Well Ive been meaning to get round to sorting these out for ages. My second ever watches. Got a G10 in London but then walked into a second hand shop and found these.

I couldnt decide which one I liked best and decided to get all of 'em. the straps were a bit tatty and needed gluing, but apart from that they are squeaky.

so now I've sorted the straps and am well happy with me triplets!


















I actually bought one first then got the other 2 a couple of days later once I had truly fallen in love and decided I needed spares should my beloved ever falter.

So the one on the right is my fave, the middle is Zeno signed but I am not keen on the dots. the left one has a painted matt black dial as opposed to the leather texture of the other 2 but it does have a dangly thing.

I think they are all fab now
















by the way my fave is satin chromed whereas the other 2 are shiny, I think that was one of the main points that lead me to that one as the first choice.

Andy


----------



## JonW (Mar 23, 2005)

Nice Pic! I love these...









Are those leathers the original then? they have a huge taper - these days they would be straight all the way to the clasp I guess.

Did these come on a bracelet as well back in the day?


----------



## foztex (Nov 6, 2005)

JonW said:


> Nice Pic! I love these...
> 
> 
> 
> ...


 Cheers Jon,

yes the straps are original, it's a hoot though they are dead cheap looking (holes off centre, tin buckle) but very comfy.

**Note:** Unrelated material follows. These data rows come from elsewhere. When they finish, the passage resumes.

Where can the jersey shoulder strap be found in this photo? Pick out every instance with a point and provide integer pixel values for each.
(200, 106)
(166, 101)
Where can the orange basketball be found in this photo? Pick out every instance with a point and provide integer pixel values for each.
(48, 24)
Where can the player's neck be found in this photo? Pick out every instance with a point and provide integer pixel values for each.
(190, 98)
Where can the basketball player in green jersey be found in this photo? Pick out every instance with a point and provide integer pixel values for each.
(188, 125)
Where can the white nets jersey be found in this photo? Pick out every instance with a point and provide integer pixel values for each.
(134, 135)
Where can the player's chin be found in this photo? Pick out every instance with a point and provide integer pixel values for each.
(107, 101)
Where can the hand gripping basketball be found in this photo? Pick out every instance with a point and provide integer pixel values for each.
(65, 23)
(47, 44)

They come on bracelets as well. I have been trying to get one but they come up really rarely and go for the price of decent beater. I picked up a Tokyo bay Spaceman homage the other day specifically to pinch the bracelet off it. I need to grind the ends though and its not the same nice continuous taper of the genuine article, just a short taper to a straight bracelet.

Andy


----------



## jasonm (Nov 22, 2003)

Wow, you lucky bugger









Very 70s, Funky Foz....


----------



## PhilM (Nov 5, 2004)

Now surley that's being greedy having 3, then again if I had the chance to own them, I'm sure I would have gone for it as well









Great picture by the way


----------